SDL – who supply Tridion web content management – first announced it wanted to take over Alterian – purveyors of the CMS formerly known as Morello (Mediasurface) and Immediacy – in October. This week the Financial Times confirmed that an offer had been accepted. You can get the financial background to the takeover from the FT article, but while the companies are close to a formal merger, the software they supply remain poles apart.
As SDL continues to release modules and connectors to enhance the breadth of its web engagement offering, many of its customers find themselves operating dated user interfaces and struggling with the obscurities of Visual Basic scripting. If you put Tridion side by side with newer .Net CMS like Sitecore or EPiServer, you’d see the difference straight away.
Alterian’s WCM has a much slicker editorial user interface and delivers dynamic rather than static content. How you scale your website, integrate with other systems and personalise content therefore requires a completely different technical approach.

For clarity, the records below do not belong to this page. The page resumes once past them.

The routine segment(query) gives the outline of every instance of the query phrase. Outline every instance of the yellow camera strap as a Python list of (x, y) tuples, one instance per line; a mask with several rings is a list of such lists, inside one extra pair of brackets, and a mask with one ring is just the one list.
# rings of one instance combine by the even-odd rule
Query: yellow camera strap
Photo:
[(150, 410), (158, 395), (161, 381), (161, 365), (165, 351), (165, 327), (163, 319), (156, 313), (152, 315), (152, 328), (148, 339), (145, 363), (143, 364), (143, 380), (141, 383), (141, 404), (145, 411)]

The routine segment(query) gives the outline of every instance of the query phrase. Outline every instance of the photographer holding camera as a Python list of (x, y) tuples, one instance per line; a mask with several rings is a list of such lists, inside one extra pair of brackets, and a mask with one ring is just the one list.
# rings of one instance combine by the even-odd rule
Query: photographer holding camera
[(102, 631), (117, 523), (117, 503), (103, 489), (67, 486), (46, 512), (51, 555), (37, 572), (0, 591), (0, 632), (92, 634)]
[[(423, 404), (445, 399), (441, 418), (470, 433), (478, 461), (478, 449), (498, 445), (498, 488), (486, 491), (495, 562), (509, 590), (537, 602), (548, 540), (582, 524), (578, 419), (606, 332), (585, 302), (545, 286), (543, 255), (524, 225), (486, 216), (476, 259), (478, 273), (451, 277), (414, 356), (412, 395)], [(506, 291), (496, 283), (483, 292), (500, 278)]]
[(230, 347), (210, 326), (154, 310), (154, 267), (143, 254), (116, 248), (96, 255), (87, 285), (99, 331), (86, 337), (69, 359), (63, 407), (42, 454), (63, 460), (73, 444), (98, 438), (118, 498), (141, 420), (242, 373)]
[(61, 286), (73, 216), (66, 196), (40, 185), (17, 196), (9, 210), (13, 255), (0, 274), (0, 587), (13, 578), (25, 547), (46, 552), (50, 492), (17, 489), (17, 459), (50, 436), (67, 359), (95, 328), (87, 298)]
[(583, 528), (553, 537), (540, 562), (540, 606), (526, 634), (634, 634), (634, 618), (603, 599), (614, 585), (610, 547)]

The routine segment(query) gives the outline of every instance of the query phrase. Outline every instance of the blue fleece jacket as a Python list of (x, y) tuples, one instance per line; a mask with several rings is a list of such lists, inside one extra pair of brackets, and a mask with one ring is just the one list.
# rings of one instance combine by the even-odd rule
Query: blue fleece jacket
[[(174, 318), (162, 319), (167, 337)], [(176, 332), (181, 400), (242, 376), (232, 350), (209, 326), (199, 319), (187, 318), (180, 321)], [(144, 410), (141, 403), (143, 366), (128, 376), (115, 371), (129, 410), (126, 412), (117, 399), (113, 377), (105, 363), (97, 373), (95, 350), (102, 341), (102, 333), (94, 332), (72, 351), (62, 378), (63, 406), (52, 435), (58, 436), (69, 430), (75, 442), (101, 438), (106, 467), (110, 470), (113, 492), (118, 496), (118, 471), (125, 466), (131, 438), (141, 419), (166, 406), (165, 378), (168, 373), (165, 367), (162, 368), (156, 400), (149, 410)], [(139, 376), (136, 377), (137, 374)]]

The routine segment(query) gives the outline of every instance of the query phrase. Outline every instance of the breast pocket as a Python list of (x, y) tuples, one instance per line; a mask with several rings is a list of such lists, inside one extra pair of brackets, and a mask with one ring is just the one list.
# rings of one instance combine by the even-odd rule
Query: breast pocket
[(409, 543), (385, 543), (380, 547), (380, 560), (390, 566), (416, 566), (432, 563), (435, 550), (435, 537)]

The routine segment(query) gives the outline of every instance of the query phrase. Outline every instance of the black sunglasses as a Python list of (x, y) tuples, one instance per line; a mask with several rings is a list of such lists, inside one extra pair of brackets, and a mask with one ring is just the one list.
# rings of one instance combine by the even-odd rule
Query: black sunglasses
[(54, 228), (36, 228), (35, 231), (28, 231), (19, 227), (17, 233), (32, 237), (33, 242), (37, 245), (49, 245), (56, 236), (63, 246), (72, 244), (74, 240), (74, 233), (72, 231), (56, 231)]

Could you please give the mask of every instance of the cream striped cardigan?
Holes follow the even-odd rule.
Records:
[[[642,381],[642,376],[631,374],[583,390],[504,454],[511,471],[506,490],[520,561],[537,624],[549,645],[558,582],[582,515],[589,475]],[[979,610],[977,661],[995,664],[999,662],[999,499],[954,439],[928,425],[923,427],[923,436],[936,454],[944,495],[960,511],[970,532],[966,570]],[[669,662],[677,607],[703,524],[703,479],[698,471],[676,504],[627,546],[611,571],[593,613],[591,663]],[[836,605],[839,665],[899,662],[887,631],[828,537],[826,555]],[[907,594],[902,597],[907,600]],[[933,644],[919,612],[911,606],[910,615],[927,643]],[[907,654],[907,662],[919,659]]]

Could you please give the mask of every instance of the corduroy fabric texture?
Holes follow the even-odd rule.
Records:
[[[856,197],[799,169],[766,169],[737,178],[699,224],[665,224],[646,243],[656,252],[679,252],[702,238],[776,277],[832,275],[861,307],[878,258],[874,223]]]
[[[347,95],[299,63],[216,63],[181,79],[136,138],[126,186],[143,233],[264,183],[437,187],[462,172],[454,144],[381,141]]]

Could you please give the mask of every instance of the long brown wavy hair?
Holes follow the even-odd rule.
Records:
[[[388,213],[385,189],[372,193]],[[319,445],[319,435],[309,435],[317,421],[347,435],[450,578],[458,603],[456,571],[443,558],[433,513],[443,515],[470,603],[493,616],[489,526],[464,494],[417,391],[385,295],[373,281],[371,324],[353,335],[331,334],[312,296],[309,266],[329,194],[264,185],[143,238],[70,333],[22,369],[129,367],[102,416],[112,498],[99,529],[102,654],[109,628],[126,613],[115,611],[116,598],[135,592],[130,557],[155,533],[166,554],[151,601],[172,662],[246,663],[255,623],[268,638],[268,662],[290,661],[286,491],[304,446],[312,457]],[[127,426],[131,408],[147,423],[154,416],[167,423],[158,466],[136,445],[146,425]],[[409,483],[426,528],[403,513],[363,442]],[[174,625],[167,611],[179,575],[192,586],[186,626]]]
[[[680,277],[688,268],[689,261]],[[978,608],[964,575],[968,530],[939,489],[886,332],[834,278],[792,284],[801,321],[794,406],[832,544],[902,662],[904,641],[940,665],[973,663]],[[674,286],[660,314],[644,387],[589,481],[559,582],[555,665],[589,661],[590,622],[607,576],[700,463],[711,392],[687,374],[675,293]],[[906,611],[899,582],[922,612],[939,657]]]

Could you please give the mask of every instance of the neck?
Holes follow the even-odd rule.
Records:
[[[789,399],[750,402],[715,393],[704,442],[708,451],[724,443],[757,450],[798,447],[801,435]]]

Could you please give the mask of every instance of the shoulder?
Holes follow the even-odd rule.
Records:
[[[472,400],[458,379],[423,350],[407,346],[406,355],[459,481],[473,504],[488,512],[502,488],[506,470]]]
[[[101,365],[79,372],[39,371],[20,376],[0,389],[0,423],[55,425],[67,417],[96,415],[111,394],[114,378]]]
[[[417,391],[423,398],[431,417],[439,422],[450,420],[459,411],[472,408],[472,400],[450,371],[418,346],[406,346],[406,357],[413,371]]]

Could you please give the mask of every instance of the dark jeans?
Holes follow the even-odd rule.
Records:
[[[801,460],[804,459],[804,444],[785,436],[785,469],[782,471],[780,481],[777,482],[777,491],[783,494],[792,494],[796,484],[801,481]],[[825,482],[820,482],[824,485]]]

This personalisation aspect is particularly relevant as both vendors have been positioning themselves in the web engagement / customer experience market. Even though SDL is at the crest of Forrester’s online customer experience wave (and remains firmly ensconced in Gartner’s magic quadrant for web content management), I would argue that neither tool is that well-suited to handling the kind of user-generated content that some lighter weight open source tools like Drupal can offer. SDL seems to me to be particularly well geared to organisations that have a thought-through web content strategy, while what sets Alterian apart in online engagement is its social media marketing tool, SM2. Indeed, this is what SDL seems to covet most:
“We think that there are synergies with the marketing analytics and content delivery,” Mark Lancaster, SDL executive chairman, told the Financial Times.
Allow me to express some degree of scepticism here. Alterian have owned both WCM and SMM technology for over three years and made little (if any) headway in their integration. SDL may have greater resources to achieve this, but we’re looking at completely different products here. Any quick fixes would simply be a rebranding exercise with no under-the-bonnet coordination. Of course, SDL may have a clever plan and I stand to be corrected on that point.
Overall, I’m quite positive about the takeover. I think SDL will benefit from the niche benefits that Alterian brings, particularly in terms of focus on improving editorial interfaces. I think there’s a great opportunity for Alterian partners who previously worked with Immediacy to get to grips with a Tridion CMS that’s similar but more powerful than what they were previously used to. And I think that customers, particularly in Europe, will get a broader set of implementation partners to work with who have great web experience.
Yes, it’s yet another merger and apparently less choice in the market, but actually for the two software development teams, I hope it’s an opportunity for them to learn from each other and for synergy to mean establishing a really good, forward-thinking product rather than just an excuse to downsize.